For a NEW patient with Group A & B conditions such as Pain, Spasms, SP/ST, trigger points, fascitis, and facet issues, which CPT code applies?

Explanation:
The key idea here is that evaluating and coding for a new patient hinges on the level of service defined by the history, the exam, and the medical decision making—not simply the number of problems the patient has. For a new patient presenting with musculoskeletal complaints like pain, spasms, trigger points, plantar fasciitis, and facet issues, if the documentation shows a problem-focused history and a focused exam with straightforward medical decision making, this fits the lowest level of new-patient evaluation and management. That level reflects an initial, uncomplicated assessment with a simple plan, which is appropriate when no additional data gathering, testing, or complex management is required. Higher codes would be chosen only if the chart demonstrates more extensive history and exam, or more complex medical decision making (for example, multiple issues requiring more analysis, testing, or a broader management plan). The established-patient code would not apply here since the patient is new. So, the best match is the lowest new-patient level given straightforward documentation; if the chart showed greater complexity, one would move up to the higher levels accordingly.

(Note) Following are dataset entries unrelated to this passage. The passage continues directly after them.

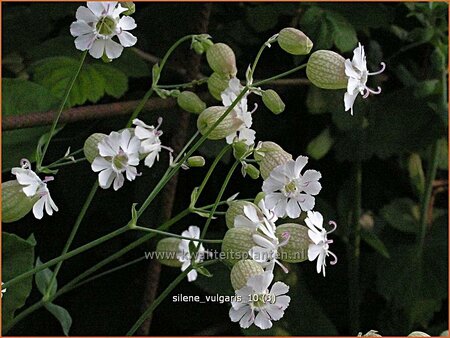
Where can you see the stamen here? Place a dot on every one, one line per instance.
(334, 225)
(383, 67)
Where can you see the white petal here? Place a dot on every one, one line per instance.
(113, 49)
(262, 321)
(97, 49)
(127, 39)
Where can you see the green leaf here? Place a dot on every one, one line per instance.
(93, 82)
(375, 242)
(344, 35)
(402, 214)
(62, 315)
(43, 279)
(17, 258)
(20, 97)
(320, 145)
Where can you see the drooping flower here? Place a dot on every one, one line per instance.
(96, 26)
(288, 192)
(357, 73)
(186, 257)
(34, 186)
(320, 247)
(150, 143)
(258, 305)
(119, 153)
(244, 133)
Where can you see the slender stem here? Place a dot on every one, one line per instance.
(158, 301)
(72, 235)
(211, 169)
(276, 77)
(169, 234)
(68, 255)
(61, 108)
(354, 253)
(219, 197)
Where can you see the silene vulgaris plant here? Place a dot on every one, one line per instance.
(265, 233)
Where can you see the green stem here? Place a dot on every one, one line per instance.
(75, 228)
(68, 255)
(219, 197)
(158, 301)
(61, 108)
(169, 234)
(354, 253)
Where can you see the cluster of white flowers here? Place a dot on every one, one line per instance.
(33, 187)
(119, 153)
(356, 70)
(97, 25)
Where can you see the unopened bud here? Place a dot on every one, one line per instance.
(221, 59)
(15, 204)
(242, 271)
(273, 101)
(167, 250)
(296, 249)
(211, 115)
(190, 102)
(217, 83)
(90, 148)
(252, 171)
(130, 6)
(269, 156)
(236, 244)
(294, 41)
(326, 69)
(196, 161)
(236, 208)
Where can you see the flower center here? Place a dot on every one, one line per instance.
(120, 161)
(106, 25)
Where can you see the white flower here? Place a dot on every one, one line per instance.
(185, 256)
(97, 24)
(150, 142)
(357, 73)
(288, 192)
(34, 186)
(119, 153)
(318, 235)
(241, 109)
(256, 298)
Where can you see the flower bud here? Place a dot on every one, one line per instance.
(242, 271)
(190, 102)
(236, 208)
(252, 171)
(15, 204)
(167, 250)
(128, 5)
(296, 249)
(217, 84)
(91, 146)
(236, 244)
(294, 41)
(273, 101)
(209, 117)
(221, 59)
(196, 161)
(269, 156)
(418, 334)
(326, 69)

The key idea here is that evaluating and coding for a new patient hinges on the level of service defined by the history, the exam, and the medical decision making—not simply the number of problems the patient has. For a new patient presenting with musculoskeletal complaints like pain, spasms, trigger points, plantar fasciitis, and facet issues, if the documentation shows a problem-focused history and a focused exam with straightforward medical decision making, this fits the lowest level of new-patient evaluation and management. That level reflects an initial, uncomplicated assessment with a simple plan, which is appropriate when no additional data gathering, testing, or complex management is required.

Higher codes would be chosen only if the chart demonstrates more extensive history and exam, or more complex medical decision making (for example, multiple issues requiring more analysis, testing, or a broader management plan). The established-patient code would not apply here since the patient is new. So, the best match is the lowest new-patient level given straightforward documentation; if the chart showed greater complexity, one would move up to the higher levels accordingly.